Сложила письмо, запечатала воском, прижала к нему перстень с печаткой, протянула Нур.

– Мигом к кизляр-аге, пусть передаст его величеству падишаху!

А Сулейману в ту ночь приснился сон. Будто бы Роксолана избегает его, лукавит, исчезает куда-то с молодым румелийским пашой, снова возвращается, смеется над султаном: «Я ведь его не целовала. Он меня, а не я его!» Никакое могущество не могло спасти от бессилия перед женщиной. Он проснулся, переполненный бессильной яростью. Разыскать того пашу! Не знал, как его зовут, есть ли вообще на свете тот паша, но был убежден: найдет и уничтожит, ибо обладает наивысшей властью, а власть если и не всегда может творить и рождать что-то новое, то в уничтожении не имеет никогда преград. И люди соответственно делятся на палачей и на жертвы, и это самая суровая правда на этом свете. А он? Кто он? Палач или жертва? Перед этой женщиной не был ни тем, ни другим. Не палач и не жертва, а просто влюбленный в женщину – вот третья правда на свете. Святость без Бога, совершенство без веры и надежды – вот женщина, но не возлюбленная, а только такая, как Хюррем хасеки, а может, только она единственная.

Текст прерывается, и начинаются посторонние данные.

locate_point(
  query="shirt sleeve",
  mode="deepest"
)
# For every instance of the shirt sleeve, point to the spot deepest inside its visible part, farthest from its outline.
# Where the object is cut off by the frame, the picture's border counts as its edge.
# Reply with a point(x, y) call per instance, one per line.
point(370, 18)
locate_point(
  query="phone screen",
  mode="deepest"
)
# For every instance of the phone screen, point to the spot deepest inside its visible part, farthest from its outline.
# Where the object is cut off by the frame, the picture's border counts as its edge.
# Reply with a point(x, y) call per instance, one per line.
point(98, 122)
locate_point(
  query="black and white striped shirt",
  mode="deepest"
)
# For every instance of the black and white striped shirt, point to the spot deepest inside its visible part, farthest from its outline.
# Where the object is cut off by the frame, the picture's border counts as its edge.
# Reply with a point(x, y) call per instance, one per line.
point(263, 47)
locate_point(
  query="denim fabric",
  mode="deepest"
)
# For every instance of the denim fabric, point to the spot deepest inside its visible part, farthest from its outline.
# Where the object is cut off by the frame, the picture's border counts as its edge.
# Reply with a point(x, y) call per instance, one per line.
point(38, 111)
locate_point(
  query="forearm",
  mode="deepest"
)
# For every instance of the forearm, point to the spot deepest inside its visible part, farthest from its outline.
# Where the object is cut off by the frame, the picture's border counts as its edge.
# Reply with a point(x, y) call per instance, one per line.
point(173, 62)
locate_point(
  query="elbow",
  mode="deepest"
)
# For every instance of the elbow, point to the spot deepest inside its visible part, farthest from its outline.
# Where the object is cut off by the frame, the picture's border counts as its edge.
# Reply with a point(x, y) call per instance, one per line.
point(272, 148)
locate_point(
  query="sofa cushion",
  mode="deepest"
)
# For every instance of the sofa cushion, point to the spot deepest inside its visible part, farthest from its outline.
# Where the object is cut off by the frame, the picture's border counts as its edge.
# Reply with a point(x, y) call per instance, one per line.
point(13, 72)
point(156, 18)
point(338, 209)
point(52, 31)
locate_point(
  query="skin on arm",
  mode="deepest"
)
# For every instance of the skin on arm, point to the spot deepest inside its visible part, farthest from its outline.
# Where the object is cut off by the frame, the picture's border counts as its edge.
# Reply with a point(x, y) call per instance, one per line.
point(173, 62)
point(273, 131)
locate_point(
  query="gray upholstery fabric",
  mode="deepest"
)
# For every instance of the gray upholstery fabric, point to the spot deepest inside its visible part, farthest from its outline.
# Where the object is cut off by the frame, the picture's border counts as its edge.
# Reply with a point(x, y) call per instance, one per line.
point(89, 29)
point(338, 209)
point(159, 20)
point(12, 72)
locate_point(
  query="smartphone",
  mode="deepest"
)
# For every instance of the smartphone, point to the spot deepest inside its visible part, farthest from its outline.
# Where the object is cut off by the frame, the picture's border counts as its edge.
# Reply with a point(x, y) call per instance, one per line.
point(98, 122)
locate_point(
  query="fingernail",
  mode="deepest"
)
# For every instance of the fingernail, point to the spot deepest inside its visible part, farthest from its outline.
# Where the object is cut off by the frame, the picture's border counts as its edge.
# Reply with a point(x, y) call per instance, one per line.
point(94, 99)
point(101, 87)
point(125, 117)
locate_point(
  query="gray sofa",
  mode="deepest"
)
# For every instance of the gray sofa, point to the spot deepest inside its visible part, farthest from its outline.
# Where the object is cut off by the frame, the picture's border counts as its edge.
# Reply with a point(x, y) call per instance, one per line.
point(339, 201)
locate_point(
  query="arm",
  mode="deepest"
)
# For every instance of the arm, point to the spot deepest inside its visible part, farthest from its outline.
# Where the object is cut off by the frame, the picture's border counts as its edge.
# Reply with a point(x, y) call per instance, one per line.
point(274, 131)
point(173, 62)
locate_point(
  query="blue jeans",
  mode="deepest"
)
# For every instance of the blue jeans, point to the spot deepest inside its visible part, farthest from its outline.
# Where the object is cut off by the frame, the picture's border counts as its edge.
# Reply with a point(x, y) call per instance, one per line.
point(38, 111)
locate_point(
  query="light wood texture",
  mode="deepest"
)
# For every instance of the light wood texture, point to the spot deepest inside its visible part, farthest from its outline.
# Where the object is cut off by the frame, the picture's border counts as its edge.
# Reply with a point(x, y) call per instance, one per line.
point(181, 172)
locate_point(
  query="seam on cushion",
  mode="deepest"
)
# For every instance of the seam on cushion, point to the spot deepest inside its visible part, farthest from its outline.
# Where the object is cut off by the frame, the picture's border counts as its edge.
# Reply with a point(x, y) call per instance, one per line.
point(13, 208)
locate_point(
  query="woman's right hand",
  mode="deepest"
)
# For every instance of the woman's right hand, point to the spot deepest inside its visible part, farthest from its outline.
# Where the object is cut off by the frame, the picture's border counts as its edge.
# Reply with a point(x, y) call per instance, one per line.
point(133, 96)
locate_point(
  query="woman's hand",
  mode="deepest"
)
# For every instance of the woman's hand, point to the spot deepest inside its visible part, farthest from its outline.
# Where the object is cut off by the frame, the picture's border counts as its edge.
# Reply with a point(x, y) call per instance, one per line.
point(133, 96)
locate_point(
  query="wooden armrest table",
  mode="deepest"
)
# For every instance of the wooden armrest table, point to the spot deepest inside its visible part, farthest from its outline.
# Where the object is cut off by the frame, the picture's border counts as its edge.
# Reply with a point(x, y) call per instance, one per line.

Роксолана. Великолепный век султана Сулеймана

И когда впервые после болезни и после горьких слов, сказанных ему, он вновь увидел Роксолану, увидел, как идет она к нему, вся в летящем алом шелку, совсем невесомая, словно бы не касаясь земли, то закрыл глаза от страха, как бы она не исчезла, не оказалась наваждением. Снова раскрыл глаза – она шла к нему. Шла, оставляя золотые следы. Такое впечатление от ее ног и от всего ее тела. Плача и вздрагивая худенькими плечами, упала ему в объятия, и он не знал, что сказать, только дышал громко и часто, растревоженный и беспомощный.

Еще была слаба, еще не вернулись к ней щедрые ее силы, только дух горел в ней, и его высокое пламя обжигало Сулеймана, обнимало полыханьем и его суровую, твердую душу.

– Мой повелитель, мой падишах, – стонала Роксолана, – почему так много горя на свете, почему, почему?

Он не знал, о чем она говорит и что ей отвечать, голубил ее, гладил щеки, волосы.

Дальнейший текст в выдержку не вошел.